In 1995, he took a sabbatical year during which he worked at the Johns Hopkins University in Baltimore, Maryland, USA, where he researched MRI tagging of the heart. This work was published in the Journal of the American College of Cardiology.

=== Societal impact ===
His work has led to improved cardiological treatments, especially in the field of cardiac pacing. Together with cardiologists and industrial partners he improved and developed pacemakers, pacing wires, and implantation methods. In one case, a child with heart failure directly benefited from changing the site of the pacemaker wire. This theory was later confirmed in a large clinical trial, published in 2013. Prinzen demonstrated for the first time that pacing the left side of the interventricular septum maintained cardiac function. This pacing strategy has since been adopted in clinical practice.
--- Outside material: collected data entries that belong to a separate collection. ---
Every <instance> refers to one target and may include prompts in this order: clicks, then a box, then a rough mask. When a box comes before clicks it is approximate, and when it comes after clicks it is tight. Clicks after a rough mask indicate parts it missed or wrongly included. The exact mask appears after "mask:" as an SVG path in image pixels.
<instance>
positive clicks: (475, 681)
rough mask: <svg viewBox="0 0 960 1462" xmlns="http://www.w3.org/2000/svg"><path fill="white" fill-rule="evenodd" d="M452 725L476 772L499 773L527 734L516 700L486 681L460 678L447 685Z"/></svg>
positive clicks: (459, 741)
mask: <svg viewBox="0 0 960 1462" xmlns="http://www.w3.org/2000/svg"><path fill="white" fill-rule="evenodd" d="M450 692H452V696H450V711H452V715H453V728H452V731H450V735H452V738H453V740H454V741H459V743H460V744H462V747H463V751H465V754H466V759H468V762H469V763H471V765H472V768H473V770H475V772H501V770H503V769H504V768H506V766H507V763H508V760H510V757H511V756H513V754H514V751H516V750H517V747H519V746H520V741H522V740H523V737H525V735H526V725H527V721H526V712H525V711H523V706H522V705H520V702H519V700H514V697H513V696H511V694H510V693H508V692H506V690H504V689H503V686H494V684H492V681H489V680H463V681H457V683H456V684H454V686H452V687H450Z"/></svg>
Prinzen was awarded the Cardiovascaular Research Institute Maastricht's CARIM Commitment Award in 2016. In 2022 he received the Maastricht UMC+ medal of honour upon reaching his emeritus status after 44 years at Maastricht University.

== Published work ==
Frits Prinzen is co-author of over 280 scientific articles, with over 16,000 citations and an all time H-index of 70.

He has contributed to Clinical Cardiac Pacing, Defibrillation and Resynchronization Therapy.